Dopo tre anni di attesa, Stranger Things è tornata con la prima parte della sua quinta e ultima stagione, rilanciando la tensione narrativa e preparando il terreno allo scontro conclusivo tra il gruppo di Hawkins e Vecna. La serie dei fratelli Duffer, ormai divenuta uno dei simboli di Netflix, riunisce ancora una volta il cast corale che l’ha resa celebre: da Millie Bobby Brown a Sadie Sink, da Finn Wolfhard a David Harbour, fino a Winona Ryder.
Il destino di Max: la rivelazione più attesa
Tra i dilemmi lasciati in sospeso dalla quarta stagione, il più doloroso riguardava Max Mayfield, rimasta in coma dopo il suo confronto mentale con Vecna. I nuovi episodi chiariscono finalmente la sua condizione: la coscienza della ragazza è intrappolata nell’Upside Down, elemento che apre nuovi scenari nella lotta contro le forze oscure dell’universo parallelo.
In un’intervista a The Hollywood Reporter, Sadie Sink ha descritto la particolare difficoltà di interpretare Max in una condizione così isolata. Nelle stagioni precedenti, ha ricordato, esistevano sempre dei riferimenti che la riportavano al personaggio: gli amici, l’abbigliamento, la musica, persino lo skateboard.

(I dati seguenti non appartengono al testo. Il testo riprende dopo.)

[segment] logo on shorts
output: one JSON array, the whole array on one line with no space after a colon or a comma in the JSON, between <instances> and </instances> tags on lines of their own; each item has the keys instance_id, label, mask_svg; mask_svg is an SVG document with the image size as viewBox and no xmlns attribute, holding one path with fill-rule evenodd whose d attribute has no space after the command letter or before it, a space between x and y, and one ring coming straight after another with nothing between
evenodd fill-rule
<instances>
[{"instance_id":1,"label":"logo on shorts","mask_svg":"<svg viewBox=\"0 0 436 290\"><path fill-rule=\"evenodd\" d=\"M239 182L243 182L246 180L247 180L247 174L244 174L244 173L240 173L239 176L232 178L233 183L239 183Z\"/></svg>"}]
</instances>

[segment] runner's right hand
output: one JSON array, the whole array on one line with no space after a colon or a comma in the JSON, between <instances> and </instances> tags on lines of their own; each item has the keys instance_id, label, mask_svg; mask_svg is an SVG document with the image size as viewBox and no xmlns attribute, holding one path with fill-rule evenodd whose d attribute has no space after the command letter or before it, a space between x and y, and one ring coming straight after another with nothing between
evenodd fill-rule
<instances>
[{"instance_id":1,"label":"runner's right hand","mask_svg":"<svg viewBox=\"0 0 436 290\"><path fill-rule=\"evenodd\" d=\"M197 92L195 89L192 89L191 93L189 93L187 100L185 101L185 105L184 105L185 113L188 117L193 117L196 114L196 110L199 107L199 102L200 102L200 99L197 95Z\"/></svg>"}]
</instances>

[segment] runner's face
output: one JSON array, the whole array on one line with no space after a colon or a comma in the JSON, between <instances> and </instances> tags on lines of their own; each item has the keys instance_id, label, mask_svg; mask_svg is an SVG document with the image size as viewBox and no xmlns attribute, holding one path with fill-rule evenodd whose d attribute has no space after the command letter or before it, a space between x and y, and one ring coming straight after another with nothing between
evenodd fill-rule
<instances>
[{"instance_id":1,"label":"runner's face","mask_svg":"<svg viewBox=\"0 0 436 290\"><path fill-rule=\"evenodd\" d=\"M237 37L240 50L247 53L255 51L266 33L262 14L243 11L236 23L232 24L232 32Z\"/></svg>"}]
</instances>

Questa volta, invece, tutto ciò era assente, sostituito da un contesto selvaggio che spezzava ogni legame con la sua identità originaria.
L’attrice ha spiegato che, in questa fase, Max appare “quasi ferina”, con abiti che non le appartengono più, i capelli sciolti e sporchi, e un aspetto radicalmente diverso dal solito. È un’esperienza che, per Sink, ha generato una doppia sensazione: sentirsi ancora Max, ma riconoscerne a fatica l’immagine esterna. Nei primi episodi, questo spaesamento non è solo estetico, ma assume un peso narrativo importante, soprattutto attraverso la relazione con Holly Wheeler, una ragazza rapita da Vecna con cui Max instaura un inaspettato legame.
Il rapporto con Holly e la riscoperta dell’umanità di Max
L’interazione con Holly consente di esplorare una sfumatura nuova del personaggio. Sink ha raccontato di essere abituata a sapere perfettamente come Max avrebbe reagito davanti ai suoi amici storici—Lucas, Mike, Eleven, Will—ma non davanti a una dodicenne catapultata nello stesso incubo. Proprio da questo incontro emerge un lato più dolce e protettivo della ragazza, che vede in Holly non soltanto una vittima, ma una compagna d’avventura, qualcuno da proteggere e con cui allearsi.
Questa dinamica aggiunge un livello emotivo ulteriore alla storia di Max, rendendo il suo percorso uno dei più delicati dell’intera stagione.

Le dichiarazioni di Sadie Sink sul finale della serie
Senza entrare nei dettagli degli episodi non ancora trasmessi, Sink ha espresso piena soddisfazione per la conclusione di Stranger Things, sottolineando come il cast e la produzione abbiano investito tutto nell’ultima stagione. Ha descritto il finale come “ben calibrato” e, pur non potendo anticipare nulla, ha ammesso di non sentirsi ancora pronta a dire addio al personaggio.
«Credo di non aver ancora veramente salutato Max; forse non lo farò mai davvero», ha affermato, lasciando intendere quanto profondamente si sia legata al ruolo.
Una stagione conclusiva che chiude un’epopea
La quinta stagione rappresenta il capitolo finale di un franchise che ha marcato l’immaginario pop contemporaneo, mescolando horror, nostalgia anni ’80 e atmosfere da racconto di formazione. La produzione ha coinvolto registi come Frank Darabont e Andrew Stanton accanto ai fratelli Duffer, confermando l’ambizione di una chiusura all’altezza del percorso compiuto finora.
Il volume uno è ora disponibile su Netflix, mentre il volume due e il gran finale arriveranno rispettivamente il 25 dicembre e il 31 dicembre 2025, due date che promettono di catalizzare l’attenzione del pubblico globale.
In attesa di scoprire l’epilogo, ciò che si è visto finora suggerisce un arco narrativo ricco di pathos, con la storia di Max come uno dei punti più intensi. La sua esperienza nell’Upside Down diventa simbolo di perdita, resistenza e speranza: temi centrali in una stagione che vuole chiudere una saga amata in tutto il mondo.